The USPTO, to further combat the impression that it is slow in granting patents, has instituted an accelerated examination program (http://www.uspto.gov/web/patents/accelerated/) available to applicants who desire to have their applications examined within 12 months of their filing date. Generally, a Petition to Make Special has been available to accelerate examination in certain circumstances, for example, for an inventor who is over 65 or where the claims of a patent application are considered to be infringed. The new program was instituted in fall 2006. Grant of a Petition to Make Special under the Accelerated Examination Procedure makes USPTO treatment of such applications a priority. The first such patent, US Patent No. 7,188,939, issued to Brother Kogyo Kabushiki Kaisha of Nagoya, Japan, was filed on September 29, 2006 and issued in less than six-months on March 13, 2007. The patent claims improved ink cartridges.

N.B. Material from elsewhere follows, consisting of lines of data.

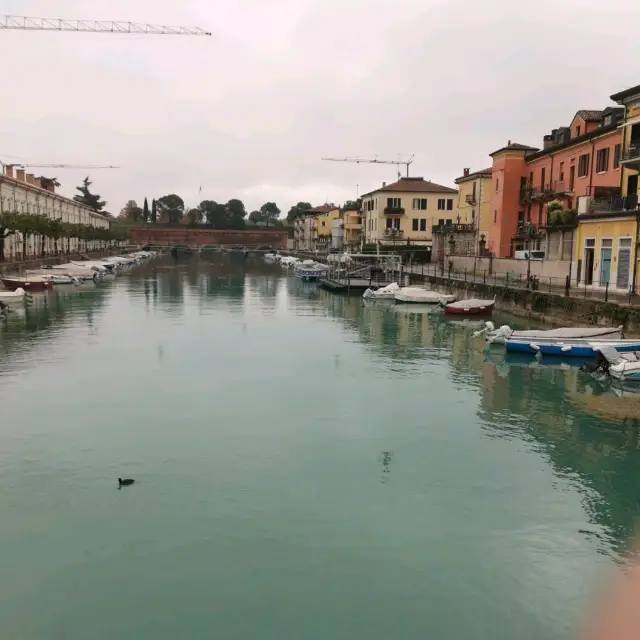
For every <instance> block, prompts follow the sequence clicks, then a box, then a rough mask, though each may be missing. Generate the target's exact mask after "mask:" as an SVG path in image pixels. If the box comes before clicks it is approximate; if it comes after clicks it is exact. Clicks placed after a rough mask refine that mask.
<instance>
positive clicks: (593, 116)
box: [573, 109, 602, 122]
mask: <svg viewBox="0 0 640 640" xmlns="http://www.w3.org/2000/svg"><path fill="white" fill-rule="evenodd" d="M576 116H580V117H581V118H582V119H583V120H584V121H585V122H600V118H602V111H601V110H597V109H580V111H578V112H577V113H576ZM576 116H573V117H574V118H575V117H576Z"/></svg>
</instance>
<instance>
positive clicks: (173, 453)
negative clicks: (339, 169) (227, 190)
mask: <svg viewBox="0 0 640 640" xmlns="http://www.w3.org/2000/svg"><path fill="white" fill-rule="evenodd" d="M474 328H475V327H474V326H472V325H470V324H466V323H464V322H462V323H456V322H447V321H444V320H442V319H438V318H437V317H435V316H432V315H427V314H424V313H416V312H415V310H411V309H409V310H407V309H406V308H395V307H394V308H388V307H384V306H383V307H371V306H365V305H364V304H363V303H362V301H361V299H359V298H357V297H351V298H348V297H340V296H336V295H333V294H330V293H327V292H324V291H321V290H319V289H318V288H317V287H316V286H315V285H309V284H302V283H300V282H298V281H296V280H295V279H294V278H292V277H287V276H286V273H283V272H282V270H281V268H280V267H278V266H276V265H271V266H270V265H265V264H263V263H262V262H260V261H259V260H258V259H253V258H251V257H250V258H249V259H248V260H246V261H245V260H244V259H242V258H241V257H240V256H239V257H238V258H237V259H236V258H235V257H234V256H222V257H219V258H218V259H217V260H212V261H210V262H207V261H205V260H200V259H192V260H190V261H185V262H179V263H174V262H173V261H172V260H171V259H169V258H167V259H163V260H159V261H157V262H156V263H152V264H149V265H146V266H143V267H140V268H138V269H136V270H135V271H133V272H131V273H130V274H127V275H124V276H121V277H118V278H117V279H115V281H113V282H111V283H107V284H104V285H100V286H98V287H95V288H90V289H83V288H81V289H78V290H70V291H65V290H64V289H61V290H60V291H58V292H54V293H53V294H51V295H50V296H48V297H47V298H38V299H36V301H35V304H34V306H33V307H32V308H30V309H28V310H27V311H26V313H23V314H20V315H17V314H16V315H14V316H12V317H10V318H9V320H8V321H7V322H6V323H4V324H0V408H1V412H2V413H1V419H0V444H1V446H0V620H1V621H2V622H1V625H2V636H3V637H5V638H16V639H17V638H19V639H21V640H32V639H40V638H46V639H58V638H59V639H61V640H62V639H64V640H75V639H86V638H92V639H102V638H105V639H106V638H109V639H111V638H119V639H120V640H133V639H139V638H154V640H164V639H169V638H189V639H199V638H207V639H208V638H233V639H234V640H243V639H247V640H249V639H252V640H253V639H254V638H261V639H263V640H271V639H273V640H276V639H277V640H281V639H282V638H304V639H305V640H315V639H318V640H321V639H322V640H325V639H326V638H332V639H333V640H339V639H343V638H344V639H356V638H362V639H363V640H364V639H366V640H376V639H383V638H384V639H385V640H388V639H389V638H396V639H414V638H430V639H434V640H436V639H451V638H461V639H462V638H470V639H471V638H492V640H502V639H504V640H507V639H508V640H512V639H513V638H519V639H528V638H531V639H534V638H535V639H538V640H544V639H549V640H551V639H559V638H566V637H569V635H570V634H571V632H572V631H573V630H574V629H575V627H576V625H577V624H578V622H579V621H580V619H581V616H582V614H584V612H585V610H586V608H587V607H588V605H589V602H590V597H591V596H592V595H593V590H594V587H595V586H597V585H598V584H599V583H600V580H601V578H602V577H603V576H605V575H607V572H609V571H610V570H611V568H612V567H613V566H614V564H615V562H616V560H618V559H619V558H620V557H621V556H622V555H623V554H624V553H625V551H626V548H627V545H628V540H629V537H630V535H631V532H632V528H633V523H634V518H635V517H636V516H637V515H638V511H639V504H638V502H639V491H638V487H640V453H639V450H638V432H637V422H635V421H634V420H633V417H634V416H639V415H640V396H630V397H624V398H618V397H617V396H615V395H614V394H613V393H611V391H610V390H606V389H605V388H603V387H601V386H600V385H599V383H597V382H596V381H594V380H592V379H590V378H589V377H587V376H585V375H584V374H581V373H580V372H579V371H578V370H576V369H575V368H572V367H567V366H564V365H560V364H559V365H555V366H541V365H539V364H536V361H535V360H530V359H520V360H509V359H505V358H504V356H503V354H502V353H501V352H500V351H499V350H496V351H493V352H490V353H485V352H483V351H482V349H481V344H479V343H478V341H477V339H474V338H473V337H472V333H473V330H474ZM120 476H122V477H125V476H126V477H133V478H135V480H136V482H135V484H134V485H133V486H131V487H126V488H124V489H123V490H121V491H120V490H118V488H117V478H118V477H120Z"/></svg>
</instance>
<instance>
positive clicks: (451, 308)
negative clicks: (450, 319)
mask: <svg viewBox="0 0 640 640" xmlns="http://www.w3.org/2000/svg"><path fill="white" fill-rule="evenodd" d="M495 303H496V299H495V296H494V298H493V300H478V299H477V298H472V299H470V300H458V302H450V303H449V304H445V305H444V312H445V313H451V314H455V315H460V316H474V315H478V314H480V313H485V314H488V313H491V312H492V311H493V307H494V305H495Z"/></svg>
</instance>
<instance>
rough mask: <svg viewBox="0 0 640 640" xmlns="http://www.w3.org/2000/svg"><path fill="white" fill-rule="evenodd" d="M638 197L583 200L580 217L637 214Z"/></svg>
mask: <svg viewBox="0 0 640 640" xmlns="http://www.w3.org/2000/svg"><path fill="white" fill-rule="evenodd" d="M637 212H638V196H637V195H632V196H613V197H609V198H588V197H587V198H581V199H580V202H579V207H578V214H579V215H580V216H585V215H587V216H588V215H590V214H599V213H637Z"/></svg>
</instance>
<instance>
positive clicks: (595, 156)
mask: <svg viewBox="0 0 640 640" xmlns="http://www.w3.org/2000/svg"><path fill="white" fill-rule="evenodd" d="M622 119H623V109H620V108H615V107H609V108H607V109H604V110H599V111H596V110H585V109H583V110H580V111H578V112H577V113H576V114H575V115H574V117H573V119H572V121H571V124H570V125H569V126H565V127H560V128H558V129H553V130H552V131H551V133H550V134H548V135H545V136H544V138H543V148H542V149H539V148H535V147H530V146H528V145H523V144H519V143H512V142H511V141H509V142H508V144H507V145H506V146H504V147H502V148H500V149H498V150H497V151H494V152H493V153H492V154H490V155H491V157H492V159H493V165H492V176H491V180H492V184H491V186H490V192H491V204H490V213H489V219H490V223H489V229H488V244H487V248H488V250H489V251H490V252H491V253H492V254H493V255H495V256H497V257H499V258H506V257H511V256H513V255H514V253H515V251H518V250H521V249H537V250H544V249H545V246H546V227H547V226H548V225H549V224H554V223H555V221H557V220H562V218H563V214H562V212H563V211H566V212H568V213H566V214H564V215H565V217H567V218H571V217H572V215H573V214H575V212H576V207H577V202H578V199H579V198H582V197H585V196H586V197H591V198H597V199H601V198H606V197H612V196H619V195H620V174H621V152H622V132H621V130H620V129H619V126H620V124H621V122H622ZM551 203H554V206H553V209H555V210H556V211H557V212H558V213H557V215H555V216H554V218H553V219H550V218H549V215H548V213H549V212H548V207H549V205H550V204H551Z"/></svg>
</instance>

The new procedure differs significantly from the previous Petition to Make Special. Several onerous requirements must be met for filing a Petition under the new procedure. Also, significant rights, available in normal examination, are waived and time deadlines are accelerated. Among the application requirements are electronic filing and prosecution, limitation of the number of claims to 3 independent and 20 total, limitation of claims to a single invention or acknowledgement that a restriction requirement response must include an election without traverse, agreement to an examiner interview, which may be conducted before examination starts, conducting a pre-examination search using both classification and word criteria, and filing of an accelerated examination support document that not only is complete, but also directs the examiner's attention to each disclosure in a cited reference where a claim limitation can be correlated, and a detailed explanation of how the claims are patentable over the prior art, among others. The intent of the procedure requirements is to be "analogous to the analysis an examiner uses when locating a relevant prior art reference" and determining its relevance. In effect, the procedure is calculated to certify that the Examiner's job has already been done and the only remaining step is approval and allowance.
Several drawbacks are immediately apparent to this new procedure. Granting special status to a number of recently filed applications will necessarily delay the examination of other pending applications. The recent experience of the Mexican Industrial Property Office (IMPI) apparently was not taken into account. By law, IMPI must examine new applications within a certain time period, but in complying with this section of the law, older pending applications have languished. Also, the procedures require meeting extensive mandatory steps, and may be subject to inadvertent (or not) discrepancies by the applicant or practitioner. The new procedures necessarily rely on the applicants' good will efforts to aid the examination process. Such reliance may lead to extra complications in later enforcement action by the patent owner, and leave an opening for an accused infringer to raise inadequacy of the search and inequitable conduct charges as possible defenses. Litigators will be pleased.